Checked out some new and/or newly-repaired shootin' arns at the range today:
The Iver Johnson 8-shooter doesn't like cheap .22s. Sometimes it has doubts about CCI Mini-Mags, too. But -- it shoots to point of aim and though the grip angle is unusual, it's not at all bad. DA trigger pull is both longer and less smooth than the High Standard Sentinel 9-shooter, which I took for comparision, but it's not bad, either. I didn't clean the Iver Johnson revolver before taking it to the range, which may make a difference.
Between the two, I have decided .22 revolvers are about as much fun as you can have with your socks on.
Coal Creek Armory's gunsmiths worked over my reblued Colt Police Positive revolver in .32-20. I sent them a barely-functioning firearm -- whoever reblued it had bent the crane! -- and I got back a smooth-running Colt, more than typical of the breed. .32-20 is fun, too: it makes a nice loud boom and even a bit extra smoke, but the recoil is minor.

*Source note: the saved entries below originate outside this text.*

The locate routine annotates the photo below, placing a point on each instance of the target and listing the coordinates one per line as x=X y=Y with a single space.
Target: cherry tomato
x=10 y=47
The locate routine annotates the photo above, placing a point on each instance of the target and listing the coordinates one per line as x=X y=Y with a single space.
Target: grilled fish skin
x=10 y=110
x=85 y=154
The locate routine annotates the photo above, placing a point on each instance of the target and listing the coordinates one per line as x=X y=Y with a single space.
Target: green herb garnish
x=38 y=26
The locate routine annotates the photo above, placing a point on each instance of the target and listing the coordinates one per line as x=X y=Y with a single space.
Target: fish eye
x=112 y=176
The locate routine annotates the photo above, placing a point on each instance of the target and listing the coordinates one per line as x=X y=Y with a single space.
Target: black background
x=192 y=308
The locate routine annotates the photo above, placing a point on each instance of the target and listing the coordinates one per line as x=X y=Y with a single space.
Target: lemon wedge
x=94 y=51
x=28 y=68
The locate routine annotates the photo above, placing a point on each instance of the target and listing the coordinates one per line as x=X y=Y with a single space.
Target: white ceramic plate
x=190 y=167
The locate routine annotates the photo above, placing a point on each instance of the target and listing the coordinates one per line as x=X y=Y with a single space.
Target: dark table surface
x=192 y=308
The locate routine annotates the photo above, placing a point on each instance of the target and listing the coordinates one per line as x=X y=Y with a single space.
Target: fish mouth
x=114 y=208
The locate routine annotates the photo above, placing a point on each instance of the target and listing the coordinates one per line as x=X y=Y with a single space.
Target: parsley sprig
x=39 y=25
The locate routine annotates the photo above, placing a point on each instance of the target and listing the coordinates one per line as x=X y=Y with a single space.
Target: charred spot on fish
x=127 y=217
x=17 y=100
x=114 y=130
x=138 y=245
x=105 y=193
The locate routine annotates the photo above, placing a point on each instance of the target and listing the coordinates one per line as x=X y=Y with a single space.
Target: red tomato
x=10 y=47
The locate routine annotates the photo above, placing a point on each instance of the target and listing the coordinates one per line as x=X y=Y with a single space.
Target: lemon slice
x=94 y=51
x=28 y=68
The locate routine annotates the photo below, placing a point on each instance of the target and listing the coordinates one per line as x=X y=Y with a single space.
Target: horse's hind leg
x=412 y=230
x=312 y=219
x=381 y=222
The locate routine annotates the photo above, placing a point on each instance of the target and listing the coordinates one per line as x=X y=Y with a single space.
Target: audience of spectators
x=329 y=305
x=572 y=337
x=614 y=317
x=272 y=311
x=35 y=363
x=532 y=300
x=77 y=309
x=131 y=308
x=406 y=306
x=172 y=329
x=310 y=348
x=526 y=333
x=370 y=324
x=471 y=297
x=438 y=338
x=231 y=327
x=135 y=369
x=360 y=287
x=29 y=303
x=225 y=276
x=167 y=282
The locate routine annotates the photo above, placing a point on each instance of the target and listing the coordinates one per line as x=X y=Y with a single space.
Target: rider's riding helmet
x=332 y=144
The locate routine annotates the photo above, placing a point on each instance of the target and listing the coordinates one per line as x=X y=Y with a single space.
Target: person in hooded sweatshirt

Last but a standout as well, the Colt Government Model .380 semi-auto. I mostly shoot .380 in short-gripped pocket pistols. This one has a full-length grip and it certainly makes a difference. I only put 40-some rounds though it (I misplaced one box, found it as I was packing up to go home) but it ran like a champ. The sights are good enough for me -- I know some shooters find them a little small.
After "teething difficulties" with the Iver Johnson, I wasn't unhappy with my shooting. Double-action revolvers are, in my opinion, excellent platforms for practicing grip, stance and control. As you learn to hold steady through the pull, you're building muscle memory and confidence that carries though anything you might shoot.
(It seems I have a rep at Eagle Creek as "the woman who brings odd guns," and most of the ROs wandered by to see what I'd brought today. It does make for conversation.)